Penyempurnaan ini diwujudkan dalam bentuk aplikasi Sistem Informasi Manajemen Pelaporan Umrah (SIMPU) Online yang dirilis bersamaan dengan peluncuran media edukasi dan pelayanan publik berupa aplikasi UMRAH CERDAS, di Bandung, Jumat (2/12).
 
Dirjen PHU Abdul Djamil menyampaikan, aplikasi SIMPU ditujukan bagi para stakeholder penyelenggaraan perjalanan ibadah umrah yang meliputi Ditjen PHU, Kanwil Kemenag Provinsi, serta Provider Visa dan PPIU.
 
Melalui aplikasi SIMPU, travel umrah yang memberangkatkan jamaah harus meng-update laporan jamaahnya sehingga data jumlah jamaah yang telah melaksanakan umrah valid dan sinkron dengan data Pemerintah Saudi Arabia. "Aplikasi SIMPU lebih mengarah pada pengendalian pelaporan yang antara lain berisi tentang data jemaah, nomor visa, nomor paspor dan lainnya," ujarnya.
 
Menurut Abdul Djamil, aplikasi SIMPU Online ini sudah menjadi kebutuhan mendesak terkait pelayanan yang smart.
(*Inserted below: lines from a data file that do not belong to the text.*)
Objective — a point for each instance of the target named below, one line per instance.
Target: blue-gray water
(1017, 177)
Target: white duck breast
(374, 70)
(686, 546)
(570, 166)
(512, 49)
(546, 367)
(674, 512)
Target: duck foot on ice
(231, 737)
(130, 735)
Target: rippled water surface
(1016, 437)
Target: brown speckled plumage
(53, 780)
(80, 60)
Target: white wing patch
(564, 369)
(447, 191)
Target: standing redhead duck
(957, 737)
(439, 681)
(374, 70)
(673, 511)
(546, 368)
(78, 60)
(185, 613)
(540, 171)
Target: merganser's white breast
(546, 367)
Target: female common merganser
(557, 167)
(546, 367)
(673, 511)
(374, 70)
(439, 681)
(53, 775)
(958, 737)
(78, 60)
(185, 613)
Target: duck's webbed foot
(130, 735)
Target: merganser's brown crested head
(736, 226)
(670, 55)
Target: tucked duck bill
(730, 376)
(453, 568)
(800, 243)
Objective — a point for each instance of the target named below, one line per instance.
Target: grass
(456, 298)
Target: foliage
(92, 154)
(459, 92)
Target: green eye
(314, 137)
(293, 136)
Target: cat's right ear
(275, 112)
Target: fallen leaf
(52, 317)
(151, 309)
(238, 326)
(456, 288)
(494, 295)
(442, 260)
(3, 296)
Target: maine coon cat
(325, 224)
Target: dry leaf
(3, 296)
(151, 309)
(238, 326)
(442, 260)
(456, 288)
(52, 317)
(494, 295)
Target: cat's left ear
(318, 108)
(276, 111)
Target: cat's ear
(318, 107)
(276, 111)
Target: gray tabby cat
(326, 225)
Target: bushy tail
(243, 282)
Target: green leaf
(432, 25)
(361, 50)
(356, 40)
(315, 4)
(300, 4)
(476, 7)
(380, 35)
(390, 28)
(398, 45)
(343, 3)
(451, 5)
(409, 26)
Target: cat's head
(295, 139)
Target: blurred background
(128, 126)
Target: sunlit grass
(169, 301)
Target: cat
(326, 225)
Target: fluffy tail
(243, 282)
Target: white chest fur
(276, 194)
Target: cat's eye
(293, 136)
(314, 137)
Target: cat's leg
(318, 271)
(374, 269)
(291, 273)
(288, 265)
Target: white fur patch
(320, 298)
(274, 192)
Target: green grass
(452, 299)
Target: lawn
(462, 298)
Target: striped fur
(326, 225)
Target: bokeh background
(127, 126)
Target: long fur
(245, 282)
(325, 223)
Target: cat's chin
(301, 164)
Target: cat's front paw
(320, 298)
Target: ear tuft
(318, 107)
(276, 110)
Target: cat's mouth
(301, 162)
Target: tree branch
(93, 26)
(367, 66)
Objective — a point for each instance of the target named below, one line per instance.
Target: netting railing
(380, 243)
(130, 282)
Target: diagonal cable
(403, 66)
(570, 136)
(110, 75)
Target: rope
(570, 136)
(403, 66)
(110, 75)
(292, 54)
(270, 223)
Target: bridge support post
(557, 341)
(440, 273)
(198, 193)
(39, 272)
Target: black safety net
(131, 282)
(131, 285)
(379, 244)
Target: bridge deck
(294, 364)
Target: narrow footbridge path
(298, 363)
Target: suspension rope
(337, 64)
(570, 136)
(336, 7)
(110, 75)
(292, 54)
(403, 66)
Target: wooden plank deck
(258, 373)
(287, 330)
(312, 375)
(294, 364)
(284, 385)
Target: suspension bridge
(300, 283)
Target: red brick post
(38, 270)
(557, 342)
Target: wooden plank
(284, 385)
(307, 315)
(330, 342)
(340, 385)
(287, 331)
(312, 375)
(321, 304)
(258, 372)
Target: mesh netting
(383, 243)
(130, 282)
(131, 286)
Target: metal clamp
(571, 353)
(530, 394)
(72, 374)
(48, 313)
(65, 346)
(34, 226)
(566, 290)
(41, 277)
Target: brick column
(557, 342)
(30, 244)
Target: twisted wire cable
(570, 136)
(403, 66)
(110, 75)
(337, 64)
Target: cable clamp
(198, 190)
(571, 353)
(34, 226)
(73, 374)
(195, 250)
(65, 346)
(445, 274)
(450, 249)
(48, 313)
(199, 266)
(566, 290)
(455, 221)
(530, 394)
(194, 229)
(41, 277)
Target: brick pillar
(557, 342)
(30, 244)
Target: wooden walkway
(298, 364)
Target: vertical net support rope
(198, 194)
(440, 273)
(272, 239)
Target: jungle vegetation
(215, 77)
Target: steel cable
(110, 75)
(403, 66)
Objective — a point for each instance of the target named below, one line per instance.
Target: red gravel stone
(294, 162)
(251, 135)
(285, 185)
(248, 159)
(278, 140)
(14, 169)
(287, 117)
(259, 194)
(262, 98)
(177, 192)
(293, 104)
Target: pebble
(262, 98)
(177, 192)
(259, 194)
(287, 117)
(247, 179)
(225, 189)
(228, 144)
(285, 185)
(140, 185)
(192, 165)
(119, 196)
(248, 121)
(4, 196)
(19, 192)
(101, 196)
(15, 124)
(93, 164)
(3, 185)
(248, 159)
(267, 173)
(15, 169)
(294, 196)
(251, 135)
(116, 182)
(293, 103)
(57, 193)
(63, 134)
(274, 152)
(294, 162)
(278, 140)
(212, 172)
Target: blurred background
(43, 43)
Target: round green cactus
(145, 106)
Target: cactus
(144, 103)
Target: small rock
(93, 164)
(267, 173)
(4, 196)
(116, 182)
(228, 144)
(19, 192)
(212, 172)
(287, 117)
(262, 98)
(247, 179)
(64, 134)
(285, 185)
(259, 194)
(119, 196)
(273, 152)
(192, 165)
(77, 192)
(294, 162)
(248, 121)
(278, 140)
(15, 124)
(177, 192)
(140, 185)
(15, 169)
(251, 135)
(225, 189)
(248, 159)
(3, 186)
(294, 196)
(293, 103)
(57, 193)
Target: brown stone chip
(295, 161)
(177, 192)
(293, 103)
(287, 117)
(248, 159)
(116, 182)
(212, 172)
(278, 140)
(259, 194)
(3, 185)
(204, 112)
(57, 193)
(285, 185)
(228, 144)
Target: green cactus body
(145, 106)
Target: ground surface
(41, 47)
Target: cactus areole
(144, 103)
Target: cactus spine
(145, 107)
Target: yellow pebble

Selama ini, sistem pelaporan bersifat manual, sehingga lambat dan terhambat. "SIMPU Online ini merupakan upaya Ditjen PHU terkait pelayanan yang serba smart," katanya.
 
Mantan Dirjen Bimas Islam ini berharap, dengan SIMPU sistem pelaporan menjadi lebih disiplin, sehingga angka statistik jemaah lebih akurat.
 
Terkait UMRAH CERDAS, Abdul Djamil menjelaskan, bahwa aplikasi itu diperuntukkan bagi jemaah umrah atau masyarakat luas. Melalui aplikasi ini, masyarakat bisa lebih mudah mengetahui travel mana saja yang berizin.
 
Aplikasi ini juga memuat konten terkait doa-doa umrah, info kesehatan, serta sarana pengaduan masyarakat dan ruang tanya jawab terkait umrah. "Aplikasi UMRAH CERDAS ini berbasis android dan bisa diunduh di internet," kata Abdul Djamil.
 
"SIMPU dan UMRAH CERDAS merupakan komitmen pemerintah dalam penyelenggaraan umrah yang tertib aturan," tandasnya.